Imaging and Artificial Vision Research Laboratory, University of Burgundy, Dijon, France.
University of Rome Tor Vergata, Rome, Italy.
MAGMA. 2023 Oct;36(5):687-700. doi: 10.1007/s10334-023-01066-2. Epub 2023 Feb 17.
In the management of the aortic aneurysm, 4D flow magnetic resonance Imaging provides valuable information for the computation of new biomarkers using computational fluid dynamics (CFD). However, accurate segmentation of the aorta is required. Thus, our objective is to evaluate the performance of two automatic segmentation methods on the calculation of aortic wall pressure.
Automatic segmentation of the aorta was performed with methods based on deep learning and multi-atlas using the systolic phase in the 4D flow MRI magnitude image of 36 patients. Using mesh morphing, isotopological meshes were generated, and CFD was performed to calculate the aortic wall pressure. Node-to-node comparisons of the pressure results were made to identify the most robust automatic method respect to the pressures obtained with a manually segmented model.
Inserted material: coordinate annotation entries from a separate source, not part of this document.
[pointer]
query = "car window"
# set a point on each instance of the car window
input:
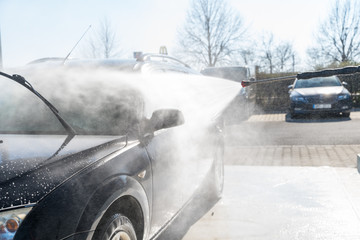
(318, 82)
(23, 112)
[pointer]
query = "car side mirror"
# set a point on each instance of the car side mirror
(166, 118)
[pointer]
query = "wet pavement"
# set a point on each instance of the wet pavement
(262, 202)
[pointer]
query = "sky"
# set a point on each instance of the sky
(41, 28)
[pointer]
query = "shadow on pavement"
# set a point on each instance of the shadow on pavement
(311, 118)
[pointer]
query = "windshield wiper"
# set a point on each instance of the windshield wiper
(22, 81)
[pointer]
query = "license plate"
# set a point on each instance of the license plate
(321, 106)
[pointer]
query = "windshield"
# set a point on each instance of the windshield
(318, 82)
(94, 109)
(23, 112)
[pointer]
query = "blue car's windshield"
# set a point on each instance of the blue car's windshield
(318, 82)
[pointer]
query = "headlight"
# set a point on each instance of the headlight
(298, 99)
(343, 96)
(10, 222)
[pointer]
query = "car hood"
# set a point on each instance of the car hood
(319, 91)
(31, 166)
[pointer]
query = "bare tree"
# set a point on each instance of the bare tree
(267, 52)
(338, 38)
(276, 56)
(103, 43)
(212, 33)
(285, 56)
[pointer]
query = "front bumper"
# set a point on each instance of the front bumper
(344, 106)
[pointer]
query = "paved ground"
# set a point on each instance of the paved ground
(282, 203)
(309, 191)
(335, 155)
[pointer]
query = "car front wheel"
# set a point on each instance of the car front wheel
(346, 114)
(117, 227)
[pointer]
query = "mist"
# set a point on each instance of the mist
(108, 102)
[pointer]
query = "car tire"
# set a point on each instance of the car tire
(292, 115)
(117, 226)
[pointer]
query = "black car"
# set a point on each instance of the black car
(91, 158)
(319, 95)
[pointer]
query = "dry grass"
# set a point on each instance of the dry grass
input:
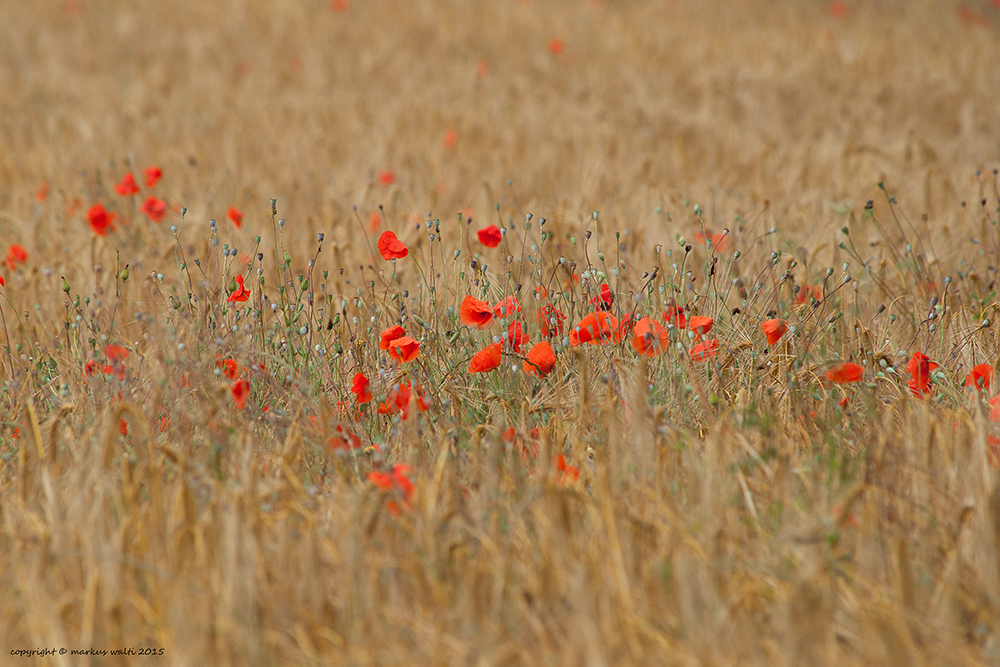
(728, 512)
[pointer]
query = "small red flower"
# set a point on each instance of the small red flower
(153, 175)
(490, 236)
(541, 360)
(774, 330)
(474, 312)
(236, 215)
(507, 307)
(360, 387)
(155, 208)
(241, 293)
(403, 349)
(16, 254)
(485, 360)
(703, 351)
(391, 247)
(845, 373)
(127, 187)
(100, 220)
(241, 391)
(980, 377)
(920, 368)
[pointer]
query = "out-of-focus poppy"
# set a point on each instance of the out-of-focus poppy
(391, 247)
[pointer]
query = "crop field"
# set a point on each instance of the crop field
(512, 332)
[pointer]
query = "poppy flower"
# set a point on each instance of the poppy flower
(100, 220)
(845, 373)
(774, 330)
(155, 208)
(344, 439)
(920, 368)
(395, 484)
(360, 387)
(596, 329)
(674, 315)
(485, 360)
(541, 360)
(390, 334)
(241, 293)
(980, 377)
(649, 338)
(16, 254)
(507, 307)
(604, 300)
(236, 215)
(116, 355)
(127, 187)
(700, 324)
(241, 391)
(703, 351)
(474, 312)
(153, 175)
(550, 320)
(390, 247)
(516, 336)
(404, 348)
(490, 237)
(568, 475)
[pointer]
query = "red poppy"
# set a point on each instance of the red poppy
(127, 187)
(404, 348)
(153, 175)
(485, 360)
(241, 293)
(920, 368)
(241, 391)
(116, 355)
(360, 387)
(649, 338)
(100, 220)
(845, 373)
(490, 237)
(774, 330)
(700, 324)
(568, 475)
(344, 439)
(980, 377)
(703, 351)
(390, 247)
(390, 334)
(507, 307)
(674, 315)
(155, 208)
(596, 328)
(604, 300)
(516, 336)
(550, 320)
(16, 254)
(541, 360)
(42, 193)
(395, 484)
(474, 312)
(236, 215)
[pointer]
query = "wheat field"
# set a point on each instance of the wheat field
(215, 449)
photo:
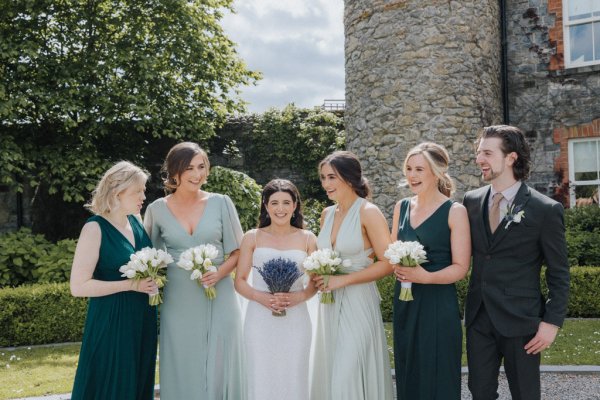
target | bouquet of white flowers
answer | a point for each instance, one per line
(148, 263)
(325, 262)
(407, 254)
(199, 260)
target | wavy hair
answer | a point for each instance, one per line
(280, 185)
(178, 159)
(438, 159)
(118, 178)
(347, 166)
(513, 140)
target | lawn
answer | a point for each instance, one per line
(38, 371)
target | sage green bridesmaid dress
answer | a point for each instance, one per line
(118, 351)
(201, 354)
(351, 359)
(427, 330)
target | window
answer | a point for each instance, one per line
(581, 27)
(584, 171)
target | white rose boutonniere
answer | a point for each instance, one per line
(513, 214)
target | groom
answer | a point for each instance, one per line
(514, 230)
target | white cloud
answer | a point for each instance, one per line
(297, 45)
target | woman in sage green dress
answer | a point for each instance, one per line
(427, 329)
(351, 359)
(200, 339)
(118, 351)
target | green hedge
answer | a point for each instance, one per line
(47, 313)
(40, 313)
(584, 301)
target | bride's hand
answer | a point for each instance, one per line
(288, 300)
(211, 278)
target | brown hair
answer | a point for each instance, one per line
(280, 185)
(178, 159)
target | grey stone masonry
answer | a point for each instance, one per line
(419, 70)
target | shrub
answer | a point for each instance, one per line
(583, 235)
(243, 191)
(41, 313)
(55, 264)
(19, 253)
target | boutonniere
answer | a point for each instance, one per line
(513, 214)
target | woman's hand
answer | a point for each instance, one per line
(411, 274)
(147, 286)
(211, 278)
(329, 283)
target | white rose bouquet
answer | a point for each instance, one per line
(325, 262)
(199, 260)
(407, 254)
(148, 263)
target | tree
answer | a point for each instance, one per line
(84, 83)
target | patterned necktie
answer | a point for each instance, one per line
(495, 211)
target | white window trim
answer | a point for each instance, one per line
(572, 182)
(567, 40)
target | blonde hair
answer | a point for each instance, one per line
(438, 159)
(118, 178)
(178, 159)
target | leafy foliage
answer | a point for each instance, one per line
(583, 235)
(42, 313)
(84, 84)
(293, 140)
(243, 191)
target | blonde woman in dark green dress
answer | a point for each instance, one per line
(200, 339)
(118, 352)
(427, 330)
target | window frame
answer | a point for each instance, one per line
(567, 39)
(572, 182)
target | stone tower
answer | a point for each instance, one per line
(419, 70)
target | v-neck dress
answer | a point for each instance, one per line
(200, 339)
(427, 330)
(118, 351)
(351, 360)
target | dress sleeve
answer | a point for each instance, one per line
(232, 229)
(152, 228)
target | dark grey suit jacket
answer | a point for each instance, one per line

Deep learning approach presented the best segmentation performance with a mean Dice similarity coefficient and a mean Hausdorff distance (HD) equal to 0.92+/- 0.02 and 21.02+/- 24.20 mm, respectively. At the global level HD is affected by the performance in the abdominal aorta. Locally, this distance decreases to 9.41+/- 3.45 and 5.82+/- 6.23 for the ascending and descending thoracic aorta, respectively. Moreover, with respect to the pressures from the manual segmentations, the differences in the pressures computed from deep learning were lower than those computed from multi-atlas method.
To reduce biases in the calculation of aortic wall pressure, accurate segmentation is needed, particularly in regions with high blood flow velocities. Thus, the deep learning segmen-tation method should be preferred.
在主动脉瘤的管理中,4D 流磁共振成像通过计算流体动力学(CFD)为新的生物标志物的计算提供了有价值的信息。然而,需要对主动脉进行准确的分割。因此,我们的目标是评估两种自动分割方法在计算主动脉壁压力方面的性能。
使用基于深度学习和多图谱的方法对 36 名患者的 4D 流 MRI 幅度图像的收缩期进行主动脉自动分割。使用网格变形,生成等拓扑网格,并进行 CFD 计算主动脉壁压力。对压力结果进行节点到节点的比较,以确定最稳健的自动方法相对于手动分割模型获得的压力。
深度学习方法的分割性能最好,平均 Dice 相似系数和平均 Hausdorff 距离(HD)分别为 0.92+/-0.02 和 21.02+/-24.20mm。在全局水平上,HD 受腹主动脉性能的影响。局部上,升主动脉和降主动脉的 HD 分别降低至 9.41+/-3.45 和 5.82+/-6.23。此外,与手动分割的压力相比,来自深度学习的压力计算的差异低于来自多图谱方法的压力计算的差异。
为了减少主动脉壁压力计算中的偏差,需要进行准确的分割,特别是在血流速度较高的区域。因此,应该优先选择深度学习分割方法。